“But I cannot accept that a default, bare-bones WordPress install hasn’t the first clue how to cache and avoid expensive, redundant trips to the database”
Actually, WordPress 2.5 does have just that sort of thing built right into it. It’s called the object cache:
http://neosmart.net/blog/2008/wordpress-25-and-the-object-cache/
Here’s the key though… Where do you store your cached data?
The caching solutions you’re talking about are “whole page” solutions, which cache the resulting HTML output of page generation and serve it up instead of regenerating the page. WP-Super-Cache is particularly effective at this, but does indeed rely on running Apache with mod_rewrite (the current most popular webserver combination).
The built in caching in WordPress is an object cache. Data retrieved from the database is stored and saved somewhere else. But, by default, WordPress does not attempt to tell the user where they should store that data. It’s a framework, with several possible plugins for just that.
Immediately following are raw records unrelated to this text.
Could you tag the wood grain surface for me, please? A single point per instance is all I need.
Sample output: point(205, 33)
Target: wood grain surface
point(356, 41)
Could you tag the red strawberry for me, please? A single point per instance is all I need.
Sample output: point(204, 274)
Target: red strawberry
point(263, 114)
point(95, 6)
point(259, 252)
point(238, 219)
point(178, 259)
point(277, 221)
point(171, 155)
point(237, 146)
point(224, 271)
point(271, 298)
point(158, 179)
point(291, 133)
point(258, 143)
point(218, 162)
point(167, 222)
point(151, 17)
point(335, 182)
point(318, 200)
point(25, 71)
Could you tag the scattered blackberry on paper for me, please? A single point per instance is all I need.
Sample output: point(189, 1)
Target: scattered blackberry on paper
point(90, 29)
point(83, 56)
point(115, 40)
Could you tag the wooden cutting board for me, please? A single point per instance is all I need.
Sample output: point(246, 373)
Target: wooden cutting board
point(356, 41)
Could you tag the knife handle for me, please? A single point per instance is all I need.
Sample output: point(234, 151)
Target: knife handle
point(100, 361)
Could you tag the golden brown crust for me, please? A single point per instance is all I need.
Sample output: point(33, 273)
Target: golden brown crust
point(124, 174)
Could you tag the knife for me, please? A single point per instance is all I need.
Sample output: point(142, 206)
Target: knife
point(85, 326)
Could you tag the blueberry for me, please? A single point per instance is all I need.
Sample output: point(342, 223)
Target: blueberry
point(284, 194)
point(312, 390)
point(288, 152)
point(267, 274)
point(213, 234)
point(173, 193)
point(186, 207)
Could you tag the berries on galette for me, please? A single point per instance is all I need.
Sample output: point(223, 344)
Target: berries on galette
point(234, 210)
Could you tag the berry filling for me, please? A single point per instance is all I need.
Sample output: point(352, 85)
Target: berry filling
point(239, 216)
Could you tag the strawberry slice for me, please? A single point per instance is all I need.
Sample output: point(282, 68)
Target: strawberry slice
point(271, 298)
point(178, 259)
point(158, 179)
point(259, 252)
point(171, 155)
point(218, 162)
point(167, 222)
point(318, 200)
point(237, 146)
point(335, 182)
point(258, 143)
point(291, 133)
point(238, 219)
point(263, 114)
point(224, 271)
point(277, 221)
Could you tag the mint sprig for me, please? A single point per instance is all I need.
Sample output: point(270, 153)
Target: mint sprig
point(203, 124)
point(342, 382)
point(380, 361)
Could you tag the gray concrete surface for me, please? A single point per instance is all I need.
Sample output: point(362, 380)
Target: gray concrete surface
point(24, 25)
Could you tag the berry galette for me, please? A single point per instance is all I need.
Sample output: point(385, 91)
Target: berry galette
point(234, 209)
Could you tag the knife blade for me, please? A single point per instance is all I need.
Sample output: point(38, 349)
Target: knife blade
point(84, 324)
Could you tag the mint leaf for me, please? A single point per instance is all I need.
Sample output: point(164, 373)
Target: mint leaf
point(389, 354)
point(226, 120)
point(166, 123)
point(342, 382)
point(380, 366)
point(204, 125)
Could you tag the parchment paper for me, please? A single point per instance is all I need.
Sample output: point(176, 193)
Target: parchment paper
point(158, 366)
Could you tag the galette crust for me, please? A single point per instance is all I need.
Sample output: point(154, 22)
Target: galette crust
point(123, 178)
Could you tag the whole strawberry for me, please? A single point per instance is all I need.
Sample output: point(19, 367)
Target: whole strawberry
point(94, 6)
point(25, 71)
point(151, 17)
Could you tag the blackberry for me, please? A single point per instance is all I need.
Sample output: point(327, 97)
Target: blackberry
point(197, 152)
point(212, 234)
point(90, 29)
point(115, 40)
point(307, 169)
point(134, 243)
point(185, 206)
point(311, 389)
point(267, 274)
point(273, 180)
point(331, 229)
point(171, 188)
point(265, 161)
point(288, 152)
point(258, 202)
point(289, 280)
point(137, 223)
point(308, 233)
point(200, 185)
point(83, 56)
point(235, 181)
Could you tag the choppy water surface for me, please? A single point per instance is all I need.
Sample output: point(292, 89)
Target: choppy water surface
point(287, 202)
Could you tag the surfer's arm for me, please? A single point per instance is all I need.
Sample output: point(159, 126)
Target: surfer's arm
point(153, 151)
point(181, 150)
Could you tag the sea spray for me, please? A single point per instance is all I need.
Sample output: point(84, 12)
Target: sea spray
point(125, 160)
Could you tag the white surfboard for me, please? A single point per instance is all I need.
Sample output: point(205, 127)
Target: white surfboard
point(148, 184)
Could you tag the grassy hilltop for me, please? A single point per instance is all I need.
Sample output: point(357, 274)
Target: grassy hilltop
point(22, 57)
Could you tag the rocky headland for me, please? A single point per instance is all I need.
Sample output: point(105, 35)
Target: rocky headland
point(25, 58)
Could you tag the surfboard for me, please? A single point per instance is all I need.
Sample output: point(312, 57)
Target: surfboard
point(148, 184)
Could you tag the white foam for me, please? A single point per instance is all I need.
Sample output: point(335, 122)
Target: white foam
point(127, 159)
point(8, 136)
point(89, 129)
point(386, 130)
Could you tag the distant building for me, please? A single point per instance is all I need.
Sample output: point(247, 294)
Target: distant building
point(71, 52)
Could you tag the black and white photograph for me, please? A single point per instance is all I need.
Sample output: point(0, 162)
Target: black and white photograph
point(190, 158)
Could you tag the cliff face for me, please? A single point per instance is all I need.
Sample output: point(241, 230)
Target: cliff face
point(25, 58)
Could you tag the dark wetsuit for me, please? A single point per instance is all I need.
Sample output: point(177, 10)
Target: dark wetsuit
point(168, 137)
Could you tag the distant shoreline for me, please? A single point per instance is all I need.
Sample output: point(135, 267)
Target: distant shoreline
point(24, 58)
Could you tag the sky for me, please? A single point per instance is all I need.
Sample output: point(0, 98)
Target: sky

See, back in previous versions, WordPress had a built in cache that defaulted to storing the data in a local cache of files. This helps somewhat, but for the most part, it’s not helpful. Storing data in files and retrieving them from files incurs a lot of disk I/O. And what is a database server but something that does much the same thing? So that was ripped out of 2.5 and the generic platform for object caching was put in instead. It can cache to a number of different things, including persistent and fast memory (using memcached). A plugin does exist to cache objects to files though:
http://neosmart.net/blog/2008/file-based-extension-to-the-wordpress-object-cache/
But on the whole, this is not going to reduce your CPU time, because you’re still generating the page. Database access is not the CPU limitation on most hosts, as the database is usually on another server entirely. Thus the need for whole page caches.
Incidentally, WordPress provides the necessary hooks specifically for whole-page caching. This was designed in, not some sort of “hack” that was done by these plugin programmers.
WordPress is designed, from the ground up, to be a base of systems, not to be a complete and total system in and of itself. WordPress does not do everything, it just does one thing as well as it can. You don’t use can openers on luggage, do you?